Bu tercihin “Kürt” ulusunu ve uluslaşma sürecini, Türkiye’de Kürt yoksul köylüsünün oluşumu ve proleterleşme süreci karşısında ikinci plana attığı açıktır. Ulus değil sınıf.

Kürt sorununun da, bu sorun alanında geliştirilen stratejilerin de bu topraklardaki macerası esasen bu ikilinin çok objektif bir şekilde birbiriyle karşı karşıya gelişiyle ilgilidir. Kürt milliyetçiliği kadar Kürt halkçılığı da hiç tükenmemiştir. Maç bittiğinde bu ikiliyi birbirinden ayırt edemez hale gelmemiz mümkündür. Ama şimdilik zaman zaman kucaklaşan, somut siyasi harekette bitişik duran bu ikili Kürt sorununda ulus/sınıf çatışmasının görüntüleridir.

Kürt sorunu bir ulusal sorundur ve Kürt sorunu aynı zamanda Türkiye kapitalizminin ve buradaki sınıf mücadelelerinin çerçevesi içinde kavranabilecek sınıf hareketlenmelerinin/değişimlerinin ta kendisidir.

Ve yine maalesef ikisi birden değildir!

Bölgesel koşullara, ülkedeki gelişmelere ve sosyalist/devrimci hareketin gelişimine bağlı olarak ibre yerini değiştirmektedir. Sonuçta “yanıt” Kürt sorununda ulus ve sınıfın nasıl bir bileşimle kendini ortaya koyacağına değil, bunlardan hangisinin galebe çalacağına bağlı olarak ortaya çıkacaktır.

Birinci durum: Ortadoğu’da emperyalist statüko yeniden yapılandırılırken, Kürt sorunu ulus/uluslaşma/siyasal statü sorunudur. Yaşar Kaya’nın, ABD’nin Irak işgalini büyük bir rahatlıkla selamlaması “çok normal”dir.

İkinci durum: Emperyalistler inisiyatif kaybettiğinde, Ortadoğu tasarımları çöktüğünde (garantili örnek 1960’lar olabilir) Kürt yoksul köylüsünün öne çıkması kaçınılmazdır. Burada “sınıf” artık ulusu işitilmez kılmamıştır. Tersine sorun “Kürt ulusal sorunu”dur. Ama çözüm ulusa indirgenememektedir. İndirgenememiştir.

***

Türkiye devriminin “Kürtler nerede duracak” sorusunu yanıtlamadan kurulabileceğine hiçbirimiz inanmıyoruz. Kürtsüz bir Türkiye devrimi düşünülebilir değil.

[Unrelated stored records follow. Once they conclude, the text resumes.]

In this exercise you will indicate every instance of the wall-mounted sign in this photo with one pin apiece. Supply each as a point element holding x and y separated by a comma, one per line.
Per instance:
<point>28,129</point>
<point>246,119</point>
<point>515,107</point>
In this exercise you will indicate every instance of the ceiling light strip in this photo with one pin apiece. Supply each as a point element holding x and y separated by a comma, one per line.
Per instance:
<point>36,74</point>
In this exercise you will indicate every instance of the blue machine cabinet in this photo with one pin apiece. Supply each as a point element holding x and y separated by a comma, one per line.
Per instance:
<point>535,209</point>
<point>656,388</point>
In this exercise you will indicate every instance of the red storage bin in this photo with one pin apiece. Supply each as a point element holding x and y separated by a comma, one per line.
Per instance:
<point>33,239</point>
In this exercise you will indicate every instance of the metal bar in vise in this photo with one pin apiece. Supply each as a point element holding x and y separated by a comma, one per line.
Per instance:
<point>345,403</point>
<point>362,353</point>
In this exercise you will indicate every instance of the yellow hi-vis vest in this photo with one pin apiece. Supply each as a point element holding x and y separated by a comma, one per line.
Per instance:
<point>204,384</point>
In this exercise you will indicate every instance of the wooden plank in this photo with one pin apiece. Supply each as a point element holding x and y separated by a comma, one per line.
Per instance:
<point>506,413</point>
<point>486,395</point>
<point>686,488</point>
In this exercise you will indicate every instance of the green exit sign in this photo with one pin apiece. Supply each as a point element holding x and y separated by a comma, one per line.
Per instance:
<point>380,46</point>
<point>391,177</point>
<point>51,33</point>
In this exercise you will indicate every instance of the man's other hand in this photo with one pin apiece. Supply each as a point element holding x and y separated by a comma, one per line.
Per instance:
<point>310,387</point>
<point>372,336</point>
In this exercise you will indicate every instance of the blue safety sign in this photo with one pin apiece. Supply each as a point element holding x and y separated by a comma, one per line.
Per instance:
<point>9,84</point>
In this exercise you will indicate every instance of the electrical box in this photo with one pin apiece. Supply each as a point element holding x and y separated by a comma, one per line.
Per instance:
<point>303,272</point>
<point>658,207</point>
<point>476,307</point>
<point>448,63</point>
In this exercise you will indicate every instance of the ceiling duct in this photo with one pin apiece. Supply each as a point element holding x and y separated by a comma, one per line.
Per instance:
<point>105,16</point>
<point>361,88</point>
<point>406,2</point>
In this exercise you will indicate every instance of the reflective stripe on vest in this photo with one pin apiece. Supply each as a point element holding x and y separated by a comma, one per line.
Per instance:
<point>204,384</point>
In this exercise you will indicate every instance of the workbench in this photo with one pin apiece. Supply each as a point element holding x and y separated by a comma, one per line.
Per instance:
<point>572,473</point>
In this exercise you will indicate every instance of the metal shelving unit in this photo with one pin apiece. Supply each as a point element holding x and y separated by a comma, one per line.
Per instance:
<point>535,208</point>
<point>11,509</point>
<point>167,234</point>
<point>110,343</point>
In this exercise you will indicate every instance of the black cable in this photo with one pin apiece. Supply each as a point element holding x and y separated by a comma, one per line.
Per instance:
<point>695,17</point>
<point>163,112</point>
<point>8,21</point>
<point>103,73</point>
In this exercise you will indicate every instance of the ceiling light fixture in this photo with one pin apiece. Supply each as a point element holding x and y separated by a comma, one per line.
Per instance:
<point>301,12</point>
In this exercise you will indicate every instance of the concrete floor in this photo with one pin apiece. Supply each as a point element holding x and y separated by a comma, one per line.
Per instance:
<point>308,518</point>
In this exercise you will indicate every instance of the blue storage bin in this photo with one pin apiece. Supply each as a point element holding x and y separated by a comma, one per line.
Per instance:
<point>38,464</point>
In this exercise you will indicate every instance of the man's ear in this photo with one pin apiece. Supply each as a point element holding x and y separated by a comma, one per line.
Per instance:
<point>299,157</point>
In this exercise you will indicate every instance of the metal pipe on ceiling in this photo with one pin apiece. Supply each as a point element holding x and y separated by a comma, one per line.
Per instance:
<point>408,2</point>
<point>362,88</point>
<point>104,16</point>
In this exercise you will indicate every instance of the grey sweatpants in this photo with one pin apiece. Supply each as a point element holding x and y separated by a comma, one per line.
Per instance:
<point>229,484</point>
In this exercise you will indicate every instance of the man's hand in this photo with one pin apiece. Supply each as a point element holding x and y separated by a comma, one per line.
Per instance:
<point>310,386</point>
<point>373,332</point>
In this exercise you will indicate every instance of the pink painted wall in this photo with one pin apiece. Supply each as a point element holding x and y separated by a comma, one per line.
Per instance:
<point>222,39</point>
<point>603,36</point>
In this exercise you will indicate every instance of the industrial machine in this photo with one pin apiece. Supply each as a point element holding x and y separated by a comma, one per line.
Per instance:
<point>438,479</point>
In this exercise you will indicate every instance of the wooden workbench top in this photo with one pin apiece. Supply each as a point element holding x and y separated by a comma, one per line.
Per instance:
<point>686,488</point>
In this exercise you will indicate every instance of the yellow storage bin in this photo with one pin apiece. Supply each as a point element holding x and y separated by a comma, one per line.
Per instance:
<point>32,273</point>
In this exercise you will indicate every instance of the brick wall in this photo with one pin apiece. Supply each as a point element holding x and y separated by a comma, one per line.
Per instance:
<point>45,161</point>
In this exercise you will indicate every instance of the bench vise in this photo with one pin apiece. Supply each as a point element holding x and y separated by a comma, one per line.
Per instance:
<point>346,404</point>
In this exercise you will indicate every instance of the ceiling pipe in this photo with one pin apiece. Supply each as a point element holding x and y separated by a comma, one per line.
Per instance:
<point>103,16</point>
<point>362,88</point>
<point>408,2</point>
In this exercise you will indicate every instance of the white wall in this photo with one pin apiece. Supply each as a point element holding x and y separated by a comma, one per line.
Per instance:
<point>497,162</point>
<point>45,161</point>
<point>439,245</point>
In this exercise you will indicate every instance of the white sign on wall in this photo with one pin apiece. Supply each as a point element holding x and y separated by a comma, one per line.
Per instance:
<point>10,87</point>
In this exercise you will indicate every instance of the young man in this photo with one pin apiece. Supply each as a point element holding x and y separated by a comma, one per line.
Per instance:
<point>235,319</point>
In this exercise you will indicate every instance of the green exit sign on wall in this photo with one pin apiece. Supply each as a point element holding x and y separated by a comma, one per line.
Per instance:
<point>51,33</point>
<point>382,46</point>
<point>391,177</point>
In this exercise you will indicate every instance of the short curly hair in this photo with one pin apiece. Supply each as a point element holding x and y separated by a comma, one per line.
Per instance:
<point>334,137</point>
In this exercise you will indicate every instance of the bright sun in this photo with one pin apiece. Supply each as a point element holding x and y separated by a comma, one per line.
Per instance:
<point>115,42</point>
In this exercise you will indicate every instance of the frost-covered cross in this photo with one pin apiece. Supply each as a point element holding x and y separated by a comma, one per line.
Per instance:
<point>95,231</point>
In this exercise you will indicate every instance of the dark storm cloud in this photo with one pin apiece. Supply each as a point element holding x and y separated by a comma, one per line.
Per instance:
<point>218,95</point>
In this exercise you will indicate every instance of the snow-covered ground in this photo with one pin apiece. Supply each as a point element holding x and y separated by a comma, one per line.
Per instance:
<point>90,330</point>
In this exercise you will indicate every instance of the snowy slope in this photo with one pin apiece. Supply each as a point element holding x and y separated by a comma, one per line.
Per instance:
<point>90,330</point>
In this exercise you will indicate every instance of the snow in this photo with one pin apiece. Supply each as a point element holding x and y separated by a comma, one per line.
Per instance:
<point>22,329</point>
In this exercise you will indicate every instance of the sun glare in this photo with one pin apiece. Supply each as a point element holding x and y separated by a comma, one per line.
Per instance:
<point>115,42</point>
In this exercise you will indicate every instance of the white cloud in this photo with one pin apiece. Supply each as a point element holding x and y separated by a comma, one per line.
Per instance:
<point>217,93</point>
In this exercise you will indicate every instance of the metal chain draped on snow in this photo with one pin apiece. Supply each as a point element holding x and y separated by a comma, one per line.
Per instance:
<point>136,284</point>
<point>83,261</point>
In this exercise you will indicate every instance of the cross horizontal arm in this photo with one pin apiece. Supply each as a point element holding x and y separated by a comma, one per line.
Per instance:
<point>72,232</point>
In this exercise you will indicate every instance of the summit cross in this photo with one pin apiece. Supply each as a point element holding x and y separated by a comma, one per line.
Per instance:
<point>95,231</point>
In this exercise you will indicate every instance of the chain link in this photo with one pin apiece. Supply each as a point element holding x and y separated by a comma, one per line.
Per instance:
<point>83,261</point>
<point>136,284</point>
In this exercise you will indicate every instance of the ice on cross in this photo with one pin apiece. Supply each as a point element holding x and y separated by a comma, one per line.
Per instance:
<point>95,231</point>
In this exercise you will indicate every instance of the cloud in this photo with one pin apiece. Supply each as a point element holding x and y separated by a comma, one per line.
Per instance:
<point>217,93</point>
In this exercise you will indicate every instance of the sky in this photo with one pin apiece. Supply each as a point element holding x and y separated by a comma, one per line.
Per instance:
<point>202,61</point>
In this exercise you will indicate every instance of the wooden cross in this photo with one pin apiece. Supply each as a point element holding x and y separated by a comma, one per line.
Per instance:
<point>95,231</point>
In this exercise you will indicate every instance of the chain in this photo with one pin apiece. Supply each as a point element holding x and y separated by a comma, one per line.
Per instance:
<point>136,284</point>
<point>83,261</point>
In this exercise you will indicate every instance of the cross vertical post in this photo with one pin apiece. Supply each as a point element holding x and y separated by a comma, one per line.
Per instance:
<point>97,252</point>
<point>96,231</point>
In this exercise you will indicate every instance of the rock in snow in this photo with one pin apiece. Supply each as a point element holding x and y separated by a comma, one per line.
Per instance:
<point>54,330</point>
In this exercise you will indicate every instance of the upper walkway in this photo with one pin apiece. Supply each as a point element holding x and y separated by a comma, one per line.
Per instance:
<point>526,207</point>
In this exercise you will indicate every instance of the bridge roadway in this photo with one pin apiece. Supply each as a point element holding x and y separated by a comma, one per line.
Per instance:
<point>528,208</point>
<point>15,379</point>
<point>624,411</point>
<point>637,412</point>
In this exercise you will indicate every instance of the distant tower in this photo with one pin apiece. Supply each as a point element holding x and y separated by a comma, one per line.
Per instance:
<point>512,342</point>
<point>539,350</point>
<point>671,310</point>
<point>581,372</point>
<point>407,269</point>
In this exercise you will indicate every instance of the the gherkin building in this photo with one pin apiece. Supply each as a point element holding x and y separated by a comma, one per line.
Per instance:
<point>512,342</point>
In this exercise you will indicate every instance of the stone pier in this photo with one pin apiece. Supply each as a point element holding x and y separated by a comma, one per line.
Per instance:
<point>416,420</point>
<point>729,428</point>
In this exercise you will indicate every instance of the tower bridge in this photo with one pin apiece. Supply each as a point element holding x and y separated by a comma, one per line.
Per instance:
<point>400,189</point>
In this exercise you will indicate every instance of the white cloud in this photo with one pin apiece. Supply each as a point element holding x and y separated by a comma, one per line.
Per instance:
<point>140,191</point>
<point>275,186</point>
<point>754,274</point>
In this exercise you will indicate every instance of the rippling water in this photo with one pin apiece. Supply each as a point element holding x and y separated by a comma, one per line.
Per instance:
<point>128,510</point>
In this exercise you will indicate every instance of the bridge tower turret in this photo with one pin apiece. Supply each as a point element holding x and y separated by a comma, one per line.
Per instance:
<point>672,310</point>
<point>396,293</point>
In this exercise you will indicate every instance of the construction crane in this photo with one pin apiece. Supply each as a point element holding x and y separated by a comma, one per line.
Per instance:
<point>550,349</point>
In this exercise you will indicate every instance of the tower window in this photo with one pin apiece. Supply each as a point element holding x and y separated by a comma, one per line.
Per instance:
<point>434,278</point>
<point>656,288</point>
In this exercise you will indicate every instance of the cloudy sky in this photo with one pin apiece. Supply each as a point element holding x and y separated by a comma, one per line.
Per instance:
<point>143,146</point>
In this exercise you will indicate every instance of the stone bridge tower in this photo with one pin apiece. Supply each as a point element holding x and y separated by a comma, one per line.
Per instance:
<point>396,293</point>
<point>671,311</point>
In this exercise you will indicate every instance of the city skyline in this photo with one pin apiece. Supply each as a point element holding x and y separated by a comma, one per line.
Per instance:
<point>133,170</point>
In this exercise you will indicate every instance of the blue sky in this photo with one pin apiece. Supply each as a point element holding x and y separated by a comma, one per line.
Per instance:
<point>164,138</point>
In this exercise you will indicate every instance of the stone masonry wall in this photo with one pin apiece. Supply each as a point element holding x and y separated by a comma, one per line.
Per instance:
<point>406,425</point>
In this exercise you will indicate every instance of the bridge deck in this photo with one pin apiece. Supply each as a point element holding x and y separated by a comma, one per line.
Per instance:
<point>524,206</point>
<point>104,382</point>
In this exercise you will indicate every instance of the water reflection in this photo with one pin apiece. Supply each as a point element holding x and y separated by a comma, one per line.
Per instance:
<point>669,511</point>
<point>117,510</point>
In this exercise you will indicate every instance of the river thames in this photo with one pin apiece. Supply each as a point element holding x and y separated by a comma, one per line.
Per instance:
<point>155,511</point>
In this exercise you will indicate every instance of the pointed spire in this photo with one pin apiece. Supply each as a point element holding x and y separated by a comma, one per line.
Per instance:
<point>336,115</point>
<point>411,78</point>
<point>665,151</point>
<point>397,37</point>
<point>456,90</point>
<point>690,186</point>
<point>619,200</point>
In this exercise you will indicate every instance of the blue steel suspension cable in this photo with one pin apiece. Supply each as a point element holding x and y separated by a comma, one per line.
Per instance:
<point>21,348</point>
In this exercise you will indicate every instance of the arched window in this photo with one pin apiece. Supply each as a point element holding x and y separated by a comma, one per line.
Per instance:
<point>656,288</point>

Öte yandan Türkiye solunun “o zaman Kürt siyaseti ile Türkiye sosyalist hareketinin ilişkisini tarif ederek başlayalım” yaklaşımının hiçbir iler tutar tarafı yok.

“Kürt Marksistleri ile Türk Marksistlerini buluşturacağız” diyen dostumuzun büyük yanılgısı bununla ilgili. Türk Marksistlerini bilmem ama ben baktığımda Kürt Marksistlerini göremiyorum.

Çok da doğaldır. Bölgesel dinamiklerin, ulusal hareketin içindeki “deklase” unsurların ve serpilen siyasal burjuvazinin ağırlığı nedeniyle Kürt ulusalcılığının Marksizme nefes aldırmaması çok doğaldır.

Bu koşullarda istediğiniz sorudan başlayamazsınız.

Hayaller Türkiyelileşme, gerçekler bölgesel pazarlıklar olur.

Hayaller Stalingrad, gerçekler moda dergilerini kaplayan gerilla esinlenmeli kreasyonlar olur. Kobani'deki direniş gerçektir ama bu direnişten kimin nasıl bir sonuç çıkartacağı konusundaki düşünceler çeşitlidir. Ve önemlice bir kısmı hayaldir.

***

Ve olmayan soruları yanıtlayarak avunursunuz.

“Kürt hareketi emperyalizmle ve ABD ile uzlaşacak mı?”

“HDP, AKP’ye destek olacak mı? Diktatörü kurtaracak mı?”

“Kürt hareketi Türkiyelileşme konusunda gayrısamimi mi?”

Bu soruları sorarsınız, “Hayır!” demekle yetinmez bir de bu sorulara “evet” dediğini varsaydıklarınızı kötü niyetlilikle, önyargılı olmakla, saplantılı olmakla suçlarsınız.

Oysa, bu sorular yoktur! Sadece sıra onlara gelmediği için değil. Türkiye siyasetinin ve sınıf mücadelelerinin sorunları bu şekilde basitleştirilip, vülgarize edilemeyeceği için.

***

Evet, Türkiye devrimi “Peki Kürtler ne olacak” sorusunu yanıtlamadan sonuca ulaşamayacaktır. Ama bu sorudan başlayamazsınız.

Başlarsanız, bulacağınız büyük yanıt her şey olur da “Türkiye devrimi” olmaz.